First of all, your definition of height is unclear to me. I'm assuming by height you mean the separation from the optical axis of the image of a point object through the objective.
One way of looking at this is that for an object infinitely far away and the light from which arrives at the objective at a non-zero angle with respect to the optical axis, the "height" of the object is also "infinite", so the image rendered has a finite height rather than zero.

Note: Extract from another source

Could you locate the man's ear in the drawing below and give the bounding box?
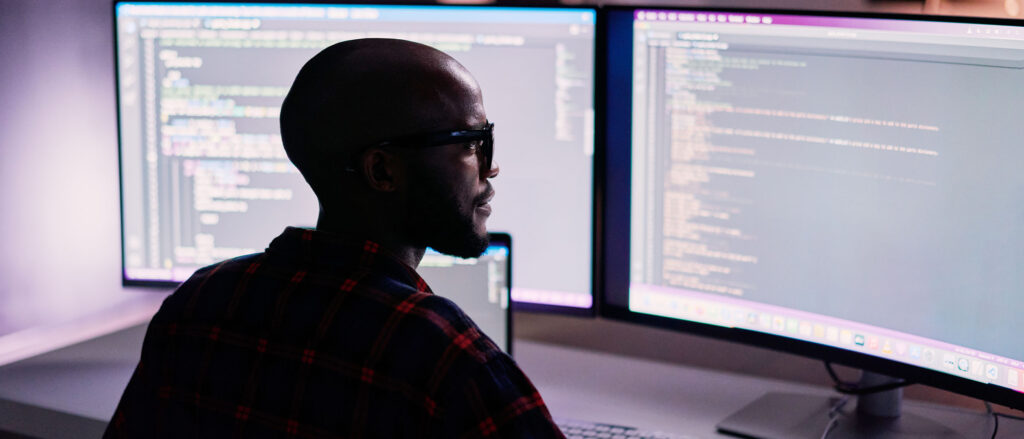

Now suppose the object with height $h_o$ is a distance $x_o$ away from the objective, and its image forms at $x_i$ with height $h_i$. If the rays from the object reach the objective at an angle $\theta_o$, we have
$$h_o = \tan(\theta_o)x_o. $$
For an object very far away, we have
$$x_i \approx f$$
where $f$ is the focal length of the objective. The linear magnification is the negative ratio of distances of the image and the object to the objective:
$$ M = -\frac{x_i}{x_o} $$
so the height of the image is
$$ h_i = M h_o = -\frac{x_i}{x_o} h_o = -\frac{x_i}{x_o}\tan(\theta_o)x_o = -\tan(\theta_o) x_i \approx -\tan(\theta_0)f $$
where the negative sign indicates that the image is inverted. This relation can also be seen by simply drawing rays from the object, without doing math.